Phil Katz has not been previously engaged. Phil Katz DatingĪccording to our records, Phil Katz is probably single & not dating anyone currently. He stated that PKARC was a derivative work of ARC, pointing out that comments in both programs were often identical, including spelling errors. The most substantial evidence at trial was from an independent software expert, John Navas, who was appointed by the court to compare the two programs. SEA sued Katz for trademark and copyright infringement. In the late 1980s, a dispute arose between System Enhancement Associates (SEA), maker of the ARC program, and PKWARE. Phil Katz’s software business was very successful, but he struggled with social isolation and chronic alcoholism in the last years of his life. A copyright lawsuit between System Enhancement Associates (SEA) and Katz’s company, PKWARE, Inc., was widely publicized in the BBS community in the late 1980s.

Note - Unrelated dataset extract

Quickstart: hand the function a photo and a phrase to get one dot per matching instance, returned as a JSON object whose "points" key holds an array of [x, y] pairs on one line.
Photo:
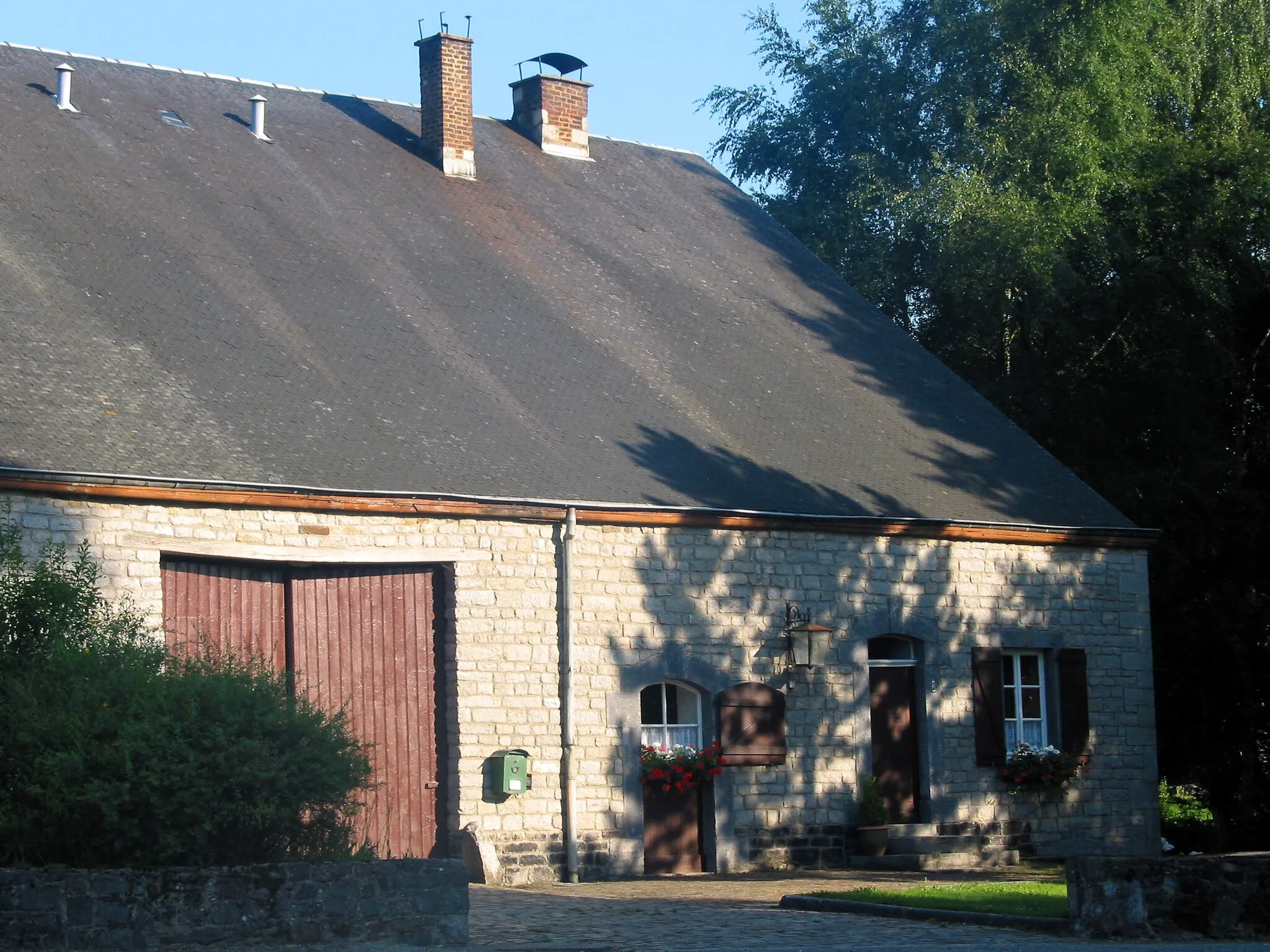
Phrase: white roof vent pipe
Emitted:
{"points": [[64, 87], [258, 117]]}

Pkware net worth zip file#
Phillip Walter Katz (November 3, 1962 – April 14, 2000) was a computer programmer best known as the co-creator of the Zip file format for data compression, and the author of PKZIP, a program for creating zip files that ran under DOS.
Pkware net worth update#
We will update Phil Katz parents, brother/sister & other relatives information here. Phil Katz's father name not available & mother's name unknown right now.

Steve Burg, a former Graysoft programmer, joined PKWARE in 1988. (Phil Katz Software) in 1986, with the company’s operations located in his home in Glendale, Wisconsin, but he remained at Graysoft until 1987. Strong positive feedback and encouragement prompted Katz to release his compression program, PKARC, and eventually to make his software shareware. Its much greater speed caused it to spread very quickly throughout the BBS community. He first publicly released only PKXARC, an extraction program, as freeware. Besides writing critical code in assembly language, he would write C code to perform the same task in several different ways and then examine the compiler output to see which produced the most efficient assembly code. Katz had a special flair for optimizing code. PKARC, written partially in assembly language, was much faster. ARC was written in C, with the source code available on System Enhancement Associates’ bulletin board system (BBS). At the time, he had worked on an alternative to Thom Henderson’s ARC, named PKARC. Katz left Allen-Bradley in 1986 to work for Graysoft, a Milwaukee-based software company. Phil Katz is a famous Computer Programmer, who was born on Novemin United States.